In diesem Spannungsfeld bewegte sich Fraktionschef Hauk. Er sagte: „Natürlich muss sexuelle Vielfalt in der Schule stattfinden, aber nicht in dieser Überhöhung. Der FDP-Abgeordnete Tim Kern assistierte: In dem Arbeitspapier kommen auf 32 Seiten 27 mal das Wort „Sex“ vor. „So kann der Eindruck der Einseitigkeit entstehen.“

Kultusminister Andreas Stoch konterte, niemand werde indoktriniert. Es gehe darum, die jungen Menschen „in einem Klima des Respekts, der Toleranz und der gegenseitigen Achtung zu erziehen“. Der Opposition warf er vor, das Thema parteipolitisch auszunutzen. Unterschiedliche Formen der Sexualität gehörten zur Normalität, infam aber sei der Vorwurf, Grün-Rot wolle diese Normalität zur Norm erheben.
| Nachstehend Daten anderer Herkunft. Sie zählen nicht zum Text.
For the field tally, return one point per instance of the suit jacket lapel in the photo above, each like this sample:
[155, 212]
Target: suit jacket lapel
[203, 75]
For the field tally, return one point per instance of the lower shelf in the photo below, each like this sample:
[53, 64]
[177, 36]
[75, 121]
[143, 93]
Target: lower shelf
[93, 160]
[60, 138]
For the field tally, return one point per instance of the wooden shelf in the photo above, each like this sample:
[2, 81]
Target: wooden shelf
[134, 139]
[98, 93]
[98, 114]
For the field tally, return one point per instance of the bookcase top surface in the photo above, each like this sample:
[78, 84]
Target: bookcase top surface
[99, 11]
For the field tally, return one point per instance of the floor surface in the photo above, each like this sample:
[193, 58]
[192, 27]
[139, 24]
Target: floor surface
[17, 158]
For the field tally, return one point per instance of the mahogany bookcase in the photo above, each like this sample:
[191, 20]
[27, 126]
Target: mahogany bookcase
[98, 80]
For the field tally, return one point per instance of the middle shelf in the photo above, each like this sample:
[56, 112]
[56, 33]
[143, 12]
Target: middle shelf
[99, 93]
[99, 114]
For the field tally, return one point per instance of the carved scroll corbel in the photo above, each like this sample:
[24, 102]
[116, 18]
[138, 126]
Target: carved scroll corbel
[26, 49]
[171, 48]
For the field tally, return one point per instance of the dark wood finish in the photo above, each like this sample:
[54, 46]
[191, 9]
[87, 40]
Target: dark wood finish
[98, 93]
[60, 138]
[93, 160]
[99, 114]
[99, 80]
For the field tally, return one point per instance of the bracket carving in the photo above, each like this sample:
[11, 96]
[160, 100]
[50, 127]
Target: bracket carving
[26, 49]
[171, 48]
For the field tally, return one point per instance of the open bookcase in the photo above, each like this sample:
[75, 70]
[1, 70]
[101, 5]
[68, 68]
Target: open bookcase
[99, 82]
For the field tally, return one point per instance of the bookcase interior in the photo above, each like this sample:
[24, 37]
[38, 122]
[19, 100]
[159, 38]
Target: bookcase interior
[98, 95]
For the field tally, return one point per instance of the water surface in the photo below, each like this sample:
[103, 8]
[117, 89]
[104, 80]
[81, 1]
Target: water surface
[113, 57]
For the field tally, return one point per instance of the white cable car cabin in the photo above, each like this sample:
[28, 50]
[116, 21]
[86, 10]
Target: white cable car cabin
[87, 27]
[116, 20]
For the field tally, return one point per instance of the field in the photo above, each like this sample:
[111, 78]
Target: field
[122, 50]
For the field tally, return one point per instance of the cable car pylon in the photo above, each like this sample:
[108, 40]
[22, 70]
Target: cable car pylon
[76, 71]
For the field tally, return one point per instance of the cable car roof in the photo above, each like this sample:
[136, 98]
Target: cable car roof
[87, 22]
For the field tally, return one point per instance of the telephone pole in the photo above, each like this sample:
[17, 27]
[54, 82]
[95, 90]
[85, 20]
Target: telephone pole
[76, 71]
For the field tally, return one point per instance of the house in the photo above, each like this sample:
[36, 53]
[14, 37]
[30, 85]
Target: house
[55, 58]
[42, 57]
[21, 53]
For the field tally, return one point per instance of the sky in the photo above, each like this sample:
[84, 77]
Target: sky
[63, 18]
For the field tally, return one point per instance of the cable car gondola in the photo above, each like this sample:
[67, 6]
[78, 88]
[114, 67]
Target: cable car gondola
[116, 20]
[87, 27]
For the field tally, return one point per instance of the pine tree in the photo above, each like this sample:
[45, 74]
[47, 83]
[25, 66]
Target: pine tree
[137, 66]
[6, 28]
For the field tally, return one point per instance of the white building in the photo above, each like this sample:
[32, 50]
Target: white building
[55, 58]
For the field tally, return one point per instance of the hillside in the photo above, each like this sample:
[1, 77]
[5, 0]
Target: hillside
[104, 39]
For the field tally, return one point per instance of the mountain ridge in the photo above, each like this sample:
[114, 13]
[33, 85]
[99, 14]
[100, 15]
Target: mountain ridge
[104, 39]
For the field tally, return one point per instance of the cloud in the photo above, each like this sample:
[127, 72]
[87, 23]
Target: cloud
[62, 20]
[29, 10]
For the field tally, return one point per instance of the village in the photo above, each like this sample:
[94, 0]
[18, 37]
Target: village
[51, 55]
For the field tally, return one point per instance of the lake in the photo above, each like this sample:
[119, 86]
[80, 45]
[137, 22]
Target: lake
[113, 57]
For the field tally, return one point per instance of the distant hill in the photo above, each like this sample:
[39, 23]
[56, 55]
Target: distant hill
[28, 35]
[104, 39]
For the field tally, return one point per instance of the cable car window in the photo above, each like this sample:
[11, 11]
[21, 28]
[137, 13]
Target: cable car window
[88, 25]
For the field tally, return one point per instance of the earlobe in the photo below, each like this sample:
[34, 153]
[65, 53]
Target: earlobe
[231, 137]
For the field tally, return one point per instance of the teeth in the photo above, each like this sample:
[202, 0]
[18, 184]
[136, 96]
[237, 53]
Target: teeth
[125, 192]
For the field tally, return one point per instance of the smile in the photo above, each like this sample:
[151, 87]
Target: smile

Laut Kultusministerium wurde das Arbeitspapier im November im Beirat für die Bildungspläne besprochen, es sei von den Vertretern von CDU und FDP aber nicht kritisiert worden. Das Papier gehe jetzt noch in die Fachkommissionen und werde ohnehin nicht eins zu eins übernommen. Der Organisator des schwul-lesbischen Christopher Street Days in Stuttgart, Christoph Michl, sagte der Nachrichtenagentur dpa, die Petition zeige, dass es in der Gesellschaft Ängste geben, die ernst zu nehmen seien. Da gebe es Nachholbedarf.